Why Employees Quit

Business, Lifestyle, Politics
Reading Time: 4 minutes

By Glassdoor, Special for USABR

A new study, Why Do Workers Quit?, conducted by Glassdoor Economic Research, finds employees that stagnate in a job too long are more likely to leave their employers rather than move to a new role within the company. The economic research arm of Glassdoor, the world’s most transparent job and recruiting marketplace, looked at more than 5,000 job transitions1 from resumes submitted to the site and combined that data with company reviews and salaries shared by employees to understand the statistical impact of various factors on employee turnover.2

The report also finds high employee satisfaction, better opportunities for career advancement, the quality of an employer’s culture and values and higher pay lead to better employee retention. This comes as a valuable warning sign to employers because on average, employee turnover costs 21 percent of an employee’s annual salary.3 Workplace factors like work-life balance, senior leadership and the quality of compensation and benefits packages have no statistical impact on employee turnover.

“Employee turnover is costly for employers. Although you can’t control everything when it comes to turnover, Glassdoor data confirms there are many ways you can control whether employees stay or go. Employers that work to improve company culture, offer competitive base pay and regularly promote and advance employees into new roles will retain them longer,” said Dr. Andrew Chamberlain, chief economist of Glassdoor. “In addition, these findings tell recruiters and employers looking to hire what to focus on to bring candidates in the door. For example, focusing on passive or active candidates that have been in their roles for quite awhile or are at companies without a strong company culture could help bolster recruiting efforts.”
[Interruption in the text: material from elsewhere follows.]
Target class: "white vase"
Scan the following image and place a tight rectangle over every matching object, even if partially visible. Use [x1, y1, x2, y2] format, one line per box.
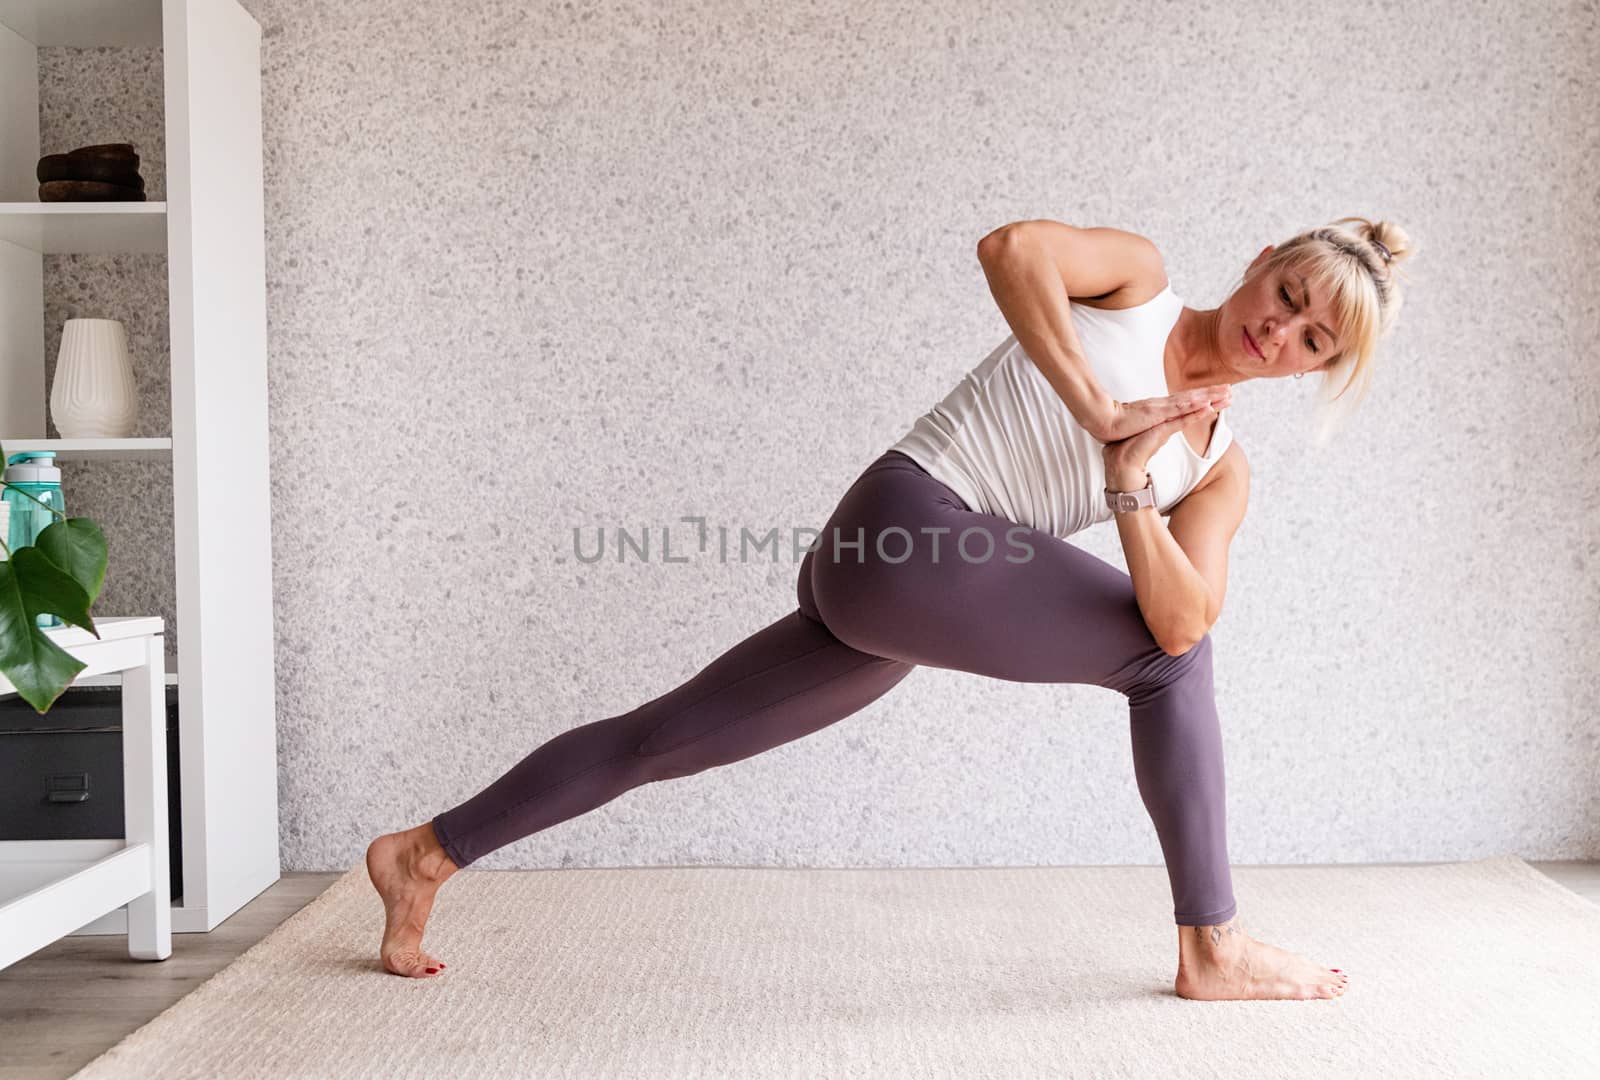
[50, 318, 138, 438]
High Satisfaction with Company Culture Retains Employees

A recent academic study showed a strong employer brand leads to more applicants, and this study reveals the same is true if employers want to retain existing workers. A 1-star increase (on a scale from 1 to 5) in the overall company rating on Glassdoor boosts the likelihood an employee will stay at their employer by a statistically significant 4 percent when they transition to their next job. In addition, past research has shown that both the quality of career opportunities and culture and values of a company drive overall employee satisfaction. This study confirms that these factors also drive retention. A 1-star increase in career opportunities and culture and values ratings on Glassdoor raises the odds that employees will stay at their companies when moving into their next role by 5 percent, respectively. Three workplace factors studied did not have a statistically significant effect on employee turnover: work-life balance, senior leadership and compensation and benefits ratings.

Increased Pay, Increased Likelihood of Retaining Employees

Salary continues to be an important part of an employee’s decision to move into a new role. According to our study, when changing jobs, employees earn a 5.2 percent pay increase on average when they make a job transition. The statistical analysis in this study found that a 10 percent increase in base pay increases the odds an employee will stay at the company by 1.5 percent.

“While it is important to provide upward career paths for workers, a simple job title promotion may not be enough. Maintaining competitive base pay is an important part of reducing turnover,” Chamberlain added. “For recruiters, understanding competitive market value for potential candidates could be the difference between making the hire and losing the talent to an internal move within their current company.”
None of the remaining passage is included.